Ecatombe azzurra: Italia fuori dai mondiali

Non c’è spazio adeguato per entrare in una dimensione fatta di vergogna e sgomento. Un dramma può avere un argomento tragico o comico, a seconda delle situazioni descritte. In questo caso come possiamo definirlo? Entrambi probabilmente. Tragico perché dopo 60 anni non parteciperemo alla fase finale del mondiale russo, comico perché a veder giocare questa nazionale non può esimerti dal non ridere. Purtroppo dopo ieri sera non c’era nulla di cui sorridere.

Questo paese continua ahimè a dimostrare le sue incapacità in tanti ambienti, in primis la politica, trascinandoci in una debacle mascherata da virus che sta infettando un po’ tutto. Non siamo ancora morti, ma neanche troppo vivi. Come nell’ambiente calcistico, dove di incompetenza dovuta alla mancanza di lucidità mentale e fisica ce ne parecchia. Non voglio entrare in disquisizioni prettamente tecniche, non è il posto adatto per farlo.

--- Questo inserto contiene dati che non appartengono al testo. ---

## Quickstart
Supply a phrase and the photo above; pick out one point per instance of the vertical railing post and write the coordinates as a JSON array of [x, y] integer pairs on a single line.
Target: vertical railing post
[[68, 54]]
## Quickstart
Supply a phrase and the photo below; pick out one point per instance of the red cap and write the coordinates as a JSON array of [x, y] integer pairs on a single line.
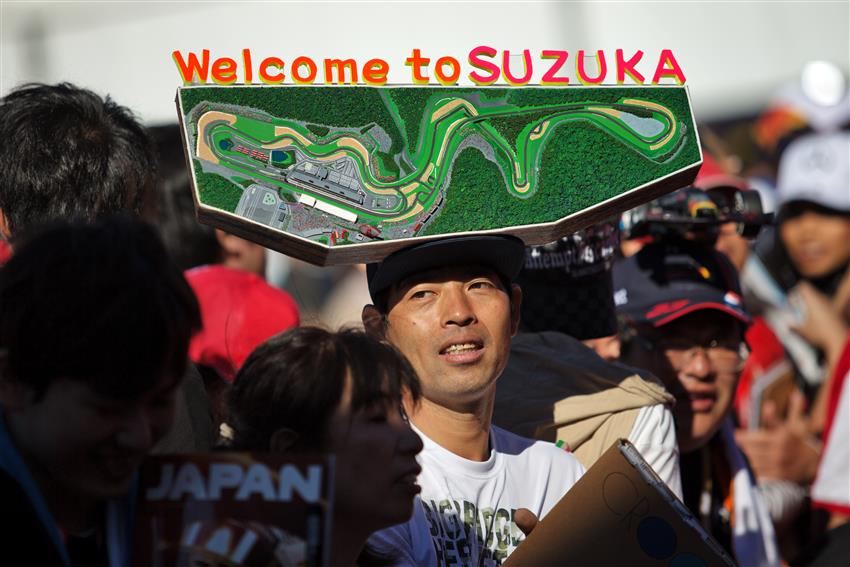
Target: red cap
[[5, 252], [239, 311]]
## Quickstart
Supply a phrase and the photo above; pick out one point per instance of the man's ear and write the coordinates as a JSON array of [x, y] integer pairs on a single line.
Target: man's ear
[[516, 308], [283, 440], [373, 321], [13, 394], [5, 232]]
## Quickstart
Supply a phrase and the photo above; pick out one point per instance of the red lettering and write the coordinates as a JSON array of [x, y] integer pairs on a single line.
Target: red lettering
[[666, 60], [506, 68], [582, 75], [628, 66], [476, 61], [560, 58]]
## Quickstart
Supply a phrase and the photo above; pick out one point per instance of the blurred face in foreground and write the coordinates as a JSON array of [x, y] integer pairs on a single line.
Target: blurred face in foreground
[[454, 325], [376, 466], [817, 240], [80, 443], [699, 359]]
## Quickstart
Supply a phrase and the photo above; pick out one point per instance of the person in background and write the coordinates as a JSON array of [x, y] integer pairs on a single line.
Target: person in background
[[77, 155], [803, 290], [238, 308], [556, 388], [310, 390], [687, 327], [450, 306], [95, 324]]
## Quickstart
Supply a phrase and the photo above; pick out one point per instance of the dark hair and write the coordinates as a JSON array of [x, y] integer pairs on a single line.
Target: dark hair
[[66, 152], [99, 303], [189, 242], [295, 380]]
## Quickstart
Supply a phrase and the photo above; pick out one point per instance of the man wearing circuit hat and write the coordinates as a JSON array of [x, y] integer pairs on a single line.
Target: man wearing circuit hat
[[687, 326], [451, 307], [556, 388]]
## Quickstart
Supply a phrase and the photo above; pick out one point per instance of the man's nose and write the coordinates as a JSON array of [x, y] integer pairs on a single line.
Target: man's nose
[[456, 308], [697, 363], [410, 443], [136, 433]]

Ma una cosa mi preme dire: un allenatore che non ha un’idea di gioco, che schiera giocatori fuori ruolo e, mi dispiace dirlo, non degni di indossare la maglia azzurra non può definirsi tale. Ventura ha le sue colpe ma le responsabilità maggiori sono imputabili a chi, in primis Tavecchio, lo ha messo alla guida di una spider senza avere la patente. E’ normale poi che alla prima curva pericolosa rischi di uscire fuori strada.

Questi benedetti mondiali di calcio, a parte il trionfo del 2006, sembrano diventati una maledizione. Dopo le vergognose eliminazioni nel 2010 e nel 2014 avvenute però nel girone finale, adesso ci tocca questa ecatombe ancora prima di arrivarci in Russia. Ora bisogna ricostruire ma con chi? E ancora con questi vertici federali? Secondo il mio modesto parere non basta sostituire sia loro che l’allenatore.

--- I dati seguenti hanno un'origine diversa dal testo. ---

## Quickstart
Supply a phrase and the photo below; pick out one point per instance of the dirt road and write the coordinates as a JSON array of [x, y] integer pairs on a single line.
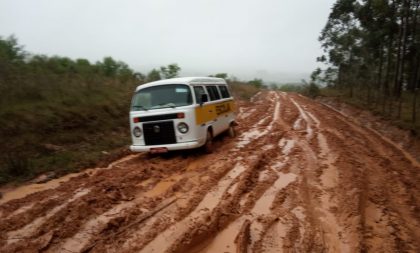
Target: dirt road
[[299, 177]]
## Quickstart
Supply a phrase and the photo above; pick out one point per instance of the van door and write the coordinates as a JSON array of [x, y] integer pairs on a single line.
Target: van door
[[226, 112], [215, 98]]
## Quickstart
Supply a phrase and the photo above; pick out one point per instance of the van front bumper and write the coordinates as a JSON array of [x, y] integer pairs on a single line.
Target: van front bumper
[[169, 147]]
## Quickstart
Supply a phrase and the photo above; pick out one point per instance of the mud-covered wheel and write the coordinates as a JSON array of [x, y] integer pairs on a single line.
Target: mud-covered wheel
[[208, 146], [231, 131]]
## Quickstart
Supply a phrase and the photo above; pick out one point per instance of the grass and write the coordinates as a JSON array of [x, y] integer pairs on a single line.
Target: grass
[[243, 90], [359, 100], [69, 127], [62, 130]]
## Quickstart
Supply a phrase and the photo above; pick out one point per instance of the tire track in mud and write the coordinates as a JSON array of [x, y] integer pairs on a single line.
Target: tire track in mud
[[298, 177]]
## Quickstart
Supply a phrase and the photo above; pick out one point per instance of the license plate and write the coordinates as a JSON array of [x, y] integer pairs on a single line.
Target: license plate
[[158, 150]]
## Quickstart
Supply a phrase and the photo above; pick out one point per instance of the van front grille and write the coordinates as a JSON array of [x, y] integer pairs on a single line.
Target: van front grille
[[159, 133]]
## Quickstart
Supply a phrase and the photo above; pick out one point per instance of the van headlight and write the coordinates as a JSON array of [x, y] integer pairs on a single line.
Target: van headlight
[[137, 132], [183, 127]]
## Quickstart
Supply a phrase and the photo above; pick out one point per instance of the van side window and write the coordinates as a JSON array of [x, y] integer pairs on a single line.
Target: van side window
[[225, 92], [213, 92], [198, 90]]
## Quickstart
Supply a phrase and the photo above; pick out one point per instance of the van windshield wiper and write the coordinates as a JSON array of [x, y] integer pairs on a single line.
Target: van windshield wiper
[[140, 107], [164, 105]]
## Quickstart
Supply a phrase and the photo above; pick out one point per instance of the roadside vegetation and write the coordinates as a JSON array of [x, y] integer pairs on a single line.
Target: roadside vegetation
[[372, 58], [60, 115]]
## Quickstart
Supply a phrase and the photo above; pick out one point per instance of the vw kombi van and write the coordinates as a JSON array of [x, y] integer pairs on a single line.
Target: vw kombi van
[[180, 113]]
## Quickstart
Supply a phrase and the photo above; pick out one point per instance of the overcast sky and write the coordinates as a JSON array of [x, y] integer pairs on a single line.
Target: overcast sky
[[271, 39]]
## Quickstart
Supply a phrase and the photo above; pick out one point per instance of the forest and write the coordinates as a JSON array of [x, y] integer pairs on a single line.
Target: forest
[[60, 115], [372, 57]]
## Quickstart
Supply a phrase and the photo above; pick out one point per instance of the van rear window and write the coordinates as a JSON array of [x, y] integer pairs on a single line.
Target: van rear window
[[224, 91], [213, 92]]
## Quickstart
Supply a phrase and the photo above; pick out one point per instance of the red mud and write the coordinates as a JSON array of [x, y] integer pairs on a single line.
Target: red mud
[[300, 176]]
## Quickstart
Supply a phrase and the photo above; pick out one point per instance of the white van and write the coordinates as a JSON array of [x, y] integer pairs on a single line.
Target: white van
[[180, 113]]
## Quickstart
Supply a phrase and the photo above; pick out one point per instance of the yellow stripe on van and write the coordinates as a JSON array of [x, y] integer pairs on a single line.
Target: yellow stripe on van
[[209, 112]]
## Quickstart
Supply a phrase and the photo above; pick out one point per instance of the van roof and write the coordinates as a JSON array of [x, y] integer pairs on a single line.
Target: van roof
[[184, 80]]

Bisogna resettare il concetto stesso che ci ha portato in questa situazione. Quale? Basta con tutti questi stranieri e prendiamo esempio dalla Germania, dove federazione e club lavorano insieme, i talenti si vanno a cercare in tutto il Paese, un’opportunità si dà a tutti e l’idea di calcio che si insegna è la stessa, a ogni livello. Nella piramide tedesca, alla base ci sono 390 “training camps” sparsi per tutto il Paese.

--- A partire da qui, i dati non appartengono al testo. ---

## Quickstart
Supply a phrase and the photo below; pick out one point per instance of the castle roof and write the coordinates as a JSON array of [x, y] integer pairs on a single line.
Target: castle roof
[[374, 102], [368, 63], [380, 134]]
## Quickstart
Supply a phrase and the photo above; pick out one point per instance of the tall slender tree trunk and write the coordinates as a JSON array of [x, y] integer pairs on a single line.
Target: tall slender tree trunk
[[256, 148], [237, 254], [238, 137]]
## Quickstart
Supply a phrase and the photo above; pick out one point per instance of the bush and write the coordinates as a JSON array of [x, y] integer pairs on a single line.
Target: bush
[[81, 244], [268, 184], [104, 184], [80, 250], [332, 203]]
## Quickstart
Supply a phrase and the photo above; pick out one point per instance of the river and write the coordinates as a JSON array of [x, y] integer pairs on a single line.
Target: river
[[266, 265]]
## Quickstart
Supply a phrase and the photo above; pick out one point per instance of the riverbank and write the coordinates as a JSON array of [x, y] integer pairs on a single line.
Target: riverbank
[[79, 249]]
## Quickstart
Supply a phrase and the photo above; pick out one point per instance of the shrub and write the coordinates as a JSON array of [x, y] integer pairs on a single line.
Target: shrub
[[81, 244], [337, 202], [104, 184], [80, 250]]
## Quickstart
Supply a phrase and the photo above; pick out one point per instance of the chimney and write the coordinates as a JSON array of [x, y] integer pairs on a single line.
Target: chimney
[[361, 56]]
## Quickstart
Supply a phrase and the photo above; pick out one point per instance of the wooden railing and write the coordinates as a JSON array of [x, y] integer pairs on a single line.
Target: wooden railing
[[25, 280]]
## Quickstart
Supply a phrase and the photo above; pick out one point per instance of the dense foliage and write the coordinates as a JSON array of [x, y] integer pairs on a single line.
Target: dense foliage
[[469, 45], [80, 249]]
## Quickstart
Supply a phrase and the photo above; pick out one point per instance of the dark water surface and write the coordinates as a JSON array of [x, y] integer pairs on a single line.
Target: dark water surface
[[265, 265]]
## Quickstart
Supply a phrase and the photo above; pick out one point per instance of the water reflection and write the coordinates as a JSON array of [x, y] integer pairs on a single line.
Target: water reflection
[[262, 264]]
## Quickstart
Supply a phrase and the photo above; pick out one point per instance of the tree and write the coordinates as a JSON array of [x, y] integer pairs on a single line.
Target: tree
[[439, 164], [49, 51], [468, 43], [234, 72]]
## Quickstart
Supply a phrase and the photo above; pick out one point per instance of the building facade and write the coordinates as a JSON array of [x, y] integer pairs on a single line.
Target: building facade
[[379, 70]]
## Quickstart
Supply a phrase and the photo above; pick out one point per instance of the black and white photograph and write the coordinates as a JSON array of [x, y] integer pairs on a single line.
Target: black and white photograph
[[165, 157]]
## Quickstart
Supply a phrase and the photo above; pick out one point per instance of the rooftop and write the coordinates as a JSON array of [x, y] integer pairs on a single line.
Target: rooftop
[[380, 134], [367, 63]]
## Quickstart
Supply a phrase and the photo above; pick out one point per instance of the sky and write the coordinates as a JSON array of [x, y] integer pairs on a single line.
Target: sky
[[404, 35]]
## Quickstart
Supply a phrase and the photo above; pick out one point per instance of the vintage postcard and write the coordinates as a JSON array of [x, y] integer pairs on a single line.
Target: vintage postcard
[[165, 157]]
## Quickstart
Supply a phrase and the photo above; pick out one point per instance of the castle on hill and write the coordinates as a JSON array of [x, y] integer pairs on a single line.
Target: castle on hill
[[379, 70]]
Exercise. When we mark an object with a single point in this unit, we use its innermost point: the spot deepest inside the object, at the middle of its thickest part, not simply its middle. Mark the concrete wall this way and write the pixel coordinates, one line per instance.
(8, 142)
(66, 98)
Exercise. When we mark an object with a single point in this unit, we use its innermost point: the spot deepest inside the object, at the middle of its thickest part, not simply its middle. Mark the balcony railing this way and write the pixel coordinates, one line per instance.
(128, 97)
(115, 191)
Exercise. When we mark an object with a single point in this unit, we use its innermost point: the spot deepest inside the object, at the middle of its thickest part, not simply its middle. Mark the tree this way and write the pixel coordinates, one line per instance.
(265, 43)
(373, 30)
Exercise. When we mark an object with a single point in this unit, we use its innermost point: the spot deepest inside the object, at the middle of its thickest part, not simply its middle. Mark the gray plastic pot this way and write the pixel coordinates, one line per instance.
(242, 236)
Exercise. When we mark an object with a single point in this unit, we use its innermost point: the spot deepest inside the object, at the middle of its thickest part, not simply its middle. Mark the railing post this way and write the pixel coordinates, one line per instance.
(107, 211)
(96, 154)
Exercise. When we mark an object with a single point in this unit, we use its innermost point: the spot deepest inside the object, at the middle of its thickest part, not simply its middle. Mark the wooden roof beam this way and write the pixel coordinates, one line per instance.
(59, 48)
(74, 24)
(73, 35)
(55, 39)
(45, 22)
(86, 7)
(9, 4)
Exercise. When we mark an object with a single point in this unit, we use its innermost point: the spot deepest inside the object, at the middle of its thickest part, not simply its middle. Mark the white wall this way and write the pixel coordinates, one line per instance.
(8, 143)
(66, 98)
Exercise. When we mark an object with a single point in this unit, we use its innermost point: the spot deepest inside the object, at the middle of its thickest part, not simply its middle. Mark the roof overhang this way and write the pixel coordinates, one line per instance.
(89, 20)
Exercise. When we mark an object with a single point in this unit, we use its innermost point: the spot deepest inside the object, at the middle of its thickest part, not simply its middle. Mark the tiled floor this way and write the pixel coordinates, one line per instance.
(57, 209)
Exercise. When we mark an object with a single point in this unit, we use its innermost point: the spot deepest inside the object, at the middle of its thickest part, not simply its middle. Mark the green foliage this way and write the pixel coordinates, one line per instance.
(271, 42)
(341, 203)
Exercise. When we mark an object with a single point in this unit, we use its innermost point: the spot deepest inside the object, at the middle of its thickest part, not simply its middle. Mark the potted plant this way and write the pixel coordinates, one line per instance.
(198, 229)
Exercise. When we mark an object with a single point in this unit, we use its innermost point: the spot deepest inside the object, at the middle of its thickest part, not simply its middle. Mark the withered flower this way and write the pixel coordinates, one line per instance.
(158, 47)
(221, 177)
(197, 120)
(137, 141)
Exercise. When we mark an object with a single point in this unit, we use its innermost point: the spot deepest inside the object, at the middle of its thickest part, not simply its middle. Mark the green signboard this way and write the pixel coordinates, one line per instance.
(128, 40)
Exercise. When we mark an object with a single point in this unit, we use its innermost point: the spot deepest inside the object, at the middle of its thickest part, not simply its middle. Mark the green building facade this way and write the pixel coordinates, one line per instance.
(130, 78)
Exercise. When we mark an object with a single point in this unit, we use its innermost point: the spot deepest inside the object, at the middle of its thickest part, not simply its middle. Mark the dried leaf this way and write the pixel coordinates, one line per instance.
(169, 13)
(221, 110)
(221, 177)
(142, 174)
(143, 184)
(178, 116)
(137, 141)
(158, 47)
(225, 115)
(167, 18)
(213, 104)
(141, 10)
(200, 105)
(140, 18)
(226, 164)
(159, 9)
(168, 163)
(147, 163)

Coinvolgono 14.000 bambini, non necessariamente tesserati per un club. Ognuno ha la possibilità di essere notato dagli allenatori della federazione tedesca. La filosofia è: se il più grande talento della sua generazione è nato in un paesino sperduto in mezzo alle montagne, gli scout federali lo troveranno. Se va male, avrà comunque fatto attività fisica e avrà imparato a convivere e a giocare con ragazzi di tutte le età. Questa è la strada.